The new up-close view of Occator crater from Dawn’s current vantage point reveals better-defined shapes of the brightest, central spot and features on the crater floor. Because these spots are so much brighter than the rest of Ceres’ surface, the Dawn team combined two different images into a single composite view — one properly exposed for the bright spots, and one for the surrounding surface.

Scientists also have produced animations that provide a virtual fly-around of the crater, including a colourful topographic map.

Dawn scientists note the rim of Occator crater is almost vertical in some places, where it rises steeply for 1 mile (nearly 2 kilometres).

Views from Dawn’s current orbit, taken at an altitude of 915 miles (1,470 kilometres), have about three times better resolution than the images the spacecraft delivered from its previous orbit in June, and nearly 10 times better than in the spacecraft’s first orbit at Ceres in April and May.

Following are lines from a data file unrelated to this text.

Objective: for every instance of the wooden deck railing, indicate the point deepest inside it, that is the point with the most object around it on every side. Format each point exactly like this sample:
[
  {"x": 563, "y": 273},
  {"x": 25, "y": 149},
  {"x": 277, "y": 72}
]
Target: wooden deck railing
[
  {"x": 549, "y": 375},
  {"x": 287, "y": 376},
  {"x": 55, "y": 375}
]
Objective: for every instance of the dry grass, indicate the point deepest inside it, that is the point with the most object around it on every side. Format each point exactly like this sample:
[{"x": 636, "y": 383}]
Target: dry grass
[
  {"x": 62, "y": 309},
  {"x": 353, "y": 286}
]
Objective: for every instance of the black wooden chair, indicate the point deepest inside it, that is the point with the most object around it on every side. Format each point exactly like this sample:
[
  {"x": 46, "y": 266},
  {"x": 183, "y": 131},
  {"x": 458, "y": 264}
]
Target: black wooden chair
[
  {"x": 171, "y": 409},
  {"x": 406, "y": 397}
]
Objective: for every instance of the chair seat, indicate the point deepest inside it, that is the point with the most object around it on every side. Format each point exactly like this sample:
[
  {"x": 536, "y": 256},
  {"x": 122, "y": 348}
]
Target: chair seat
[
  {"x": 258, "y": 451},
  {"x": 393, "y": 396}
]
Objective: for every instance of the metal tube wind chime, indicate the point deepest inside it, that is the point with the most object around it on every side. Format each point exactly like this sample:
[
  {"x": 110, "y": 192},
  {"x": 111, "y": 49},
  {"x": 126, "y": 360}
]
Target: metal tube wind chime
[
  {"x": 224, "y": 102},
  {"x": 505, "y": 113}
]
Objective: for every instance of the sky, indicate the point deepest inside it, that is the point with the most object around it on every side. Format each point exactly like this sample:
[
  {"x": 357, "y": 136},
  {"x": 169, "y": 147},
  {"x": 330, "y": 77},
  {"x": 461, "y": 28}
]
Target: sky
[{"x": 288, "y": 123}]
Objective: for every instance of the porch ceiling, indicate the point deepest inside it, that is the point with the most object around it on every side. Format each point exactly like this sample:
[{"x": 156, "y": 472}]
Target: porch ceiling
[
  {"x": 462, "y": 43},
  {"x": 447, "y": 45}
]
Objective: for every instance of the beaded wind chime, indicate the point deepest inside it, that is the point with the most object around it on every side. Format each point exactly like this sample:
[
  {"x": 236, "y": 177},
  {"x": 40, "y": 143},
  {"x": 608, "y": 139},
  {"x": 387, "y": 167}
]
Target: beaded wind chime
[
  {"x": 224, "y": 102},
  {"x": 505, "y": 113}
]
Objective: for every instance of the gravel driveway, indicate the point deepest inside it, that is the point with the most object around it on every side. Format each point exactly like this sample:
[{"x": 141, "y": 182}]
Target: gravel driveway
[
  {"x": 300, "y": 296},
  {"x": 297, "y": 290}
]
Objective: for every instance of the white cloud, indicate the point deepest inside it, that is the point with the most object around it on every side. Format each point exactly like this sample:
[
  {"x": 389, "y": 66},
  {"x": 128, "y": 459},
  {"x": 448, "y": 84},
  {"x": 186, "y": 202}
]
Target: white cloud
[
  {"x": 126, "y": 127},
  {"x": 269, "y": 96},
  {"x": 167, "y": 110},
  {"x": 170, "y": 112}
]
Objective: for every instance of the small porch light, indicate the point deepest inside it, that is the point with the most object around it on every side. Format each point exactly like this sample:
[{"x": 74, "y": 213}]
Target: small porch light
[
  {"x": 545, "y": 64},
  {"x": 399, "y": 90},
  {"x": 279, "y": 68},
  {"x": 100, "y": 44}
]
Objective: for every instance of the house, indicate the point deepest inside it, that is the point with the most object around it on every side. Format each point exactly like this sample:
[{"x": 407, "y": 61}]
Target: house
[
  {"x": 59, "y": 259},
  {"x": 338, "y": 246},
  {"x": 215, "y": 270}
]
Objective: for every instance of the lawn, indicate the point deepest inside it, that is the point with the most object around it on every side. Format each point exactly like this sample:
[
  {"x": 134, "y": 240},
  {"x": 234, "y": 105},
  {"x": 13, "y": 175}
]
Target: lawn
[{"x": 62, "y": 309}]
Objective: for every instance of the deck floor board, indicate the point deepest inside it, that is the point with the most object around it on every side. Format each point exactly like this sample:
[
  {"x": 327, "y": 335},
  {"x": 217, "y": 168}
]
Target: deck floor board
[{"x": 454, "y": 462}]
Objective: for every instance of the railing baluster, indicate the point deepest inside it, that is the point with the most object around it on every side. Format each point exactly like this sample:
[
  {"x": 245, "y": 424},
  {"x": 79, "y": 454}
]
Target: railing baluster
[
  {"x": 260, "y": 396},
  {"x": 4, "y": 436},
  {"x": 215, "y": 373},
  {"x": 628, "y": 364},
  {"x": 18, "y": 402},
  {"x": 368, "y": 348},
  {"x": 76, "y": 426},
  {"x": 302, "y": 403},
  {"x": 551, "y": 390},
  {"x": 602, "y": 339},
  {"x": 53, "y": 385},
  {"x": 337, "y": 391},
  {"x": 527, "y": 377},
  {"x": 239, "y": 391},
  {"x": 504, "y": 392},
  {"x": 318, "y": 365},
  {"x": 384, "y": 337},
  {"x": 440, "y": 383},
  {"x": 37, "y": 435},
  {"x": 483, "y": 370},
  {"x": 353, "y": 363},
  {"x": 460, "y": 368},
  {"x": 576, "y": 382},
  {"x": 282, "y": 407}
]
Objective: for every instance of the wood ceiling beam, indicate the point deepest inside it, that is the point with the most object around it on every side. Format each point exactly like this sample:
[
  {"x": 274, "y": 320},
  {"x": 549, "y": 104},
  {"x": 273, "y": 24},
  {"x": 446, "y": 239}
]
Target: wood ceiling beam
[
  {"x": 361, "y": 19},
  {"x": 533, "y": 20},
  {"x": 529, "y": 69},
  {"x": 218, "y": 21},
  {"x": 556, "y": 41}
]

“Dawn has transformed what was so recently a few bright dots into a complex and beautiful, gleaming landscape,” said Marc Rayman, Dawn’s chief engineer and mission director based at NASA’s Jet Propulsion Laboratory, Pasadena, California. “Soon, the scientific analysis will reveal the geological and chemical nature of this mysterious and mesmerising extraterrestrial scenery.”

The spacecraft has already completed two 11-day cycles of mapping the surface of Ceres from its current altitude, and began the third on 9 September. Dawn will map all of Ceres six times over the next two months. Each cycle consists of 14 orbits. By imaging Ceres at a slightly different angle in each mapping cycle, Dawn scientists will be able to assemble stereo views and construct 3-D maps.

Dawn is the first mission to visit a dwarf planet, and the first to orbit two distinct solar system targets. It orbited protoplanet Vesta for 14 months in 2011 and 2012, and arrived at Ceres on 6 March 2015.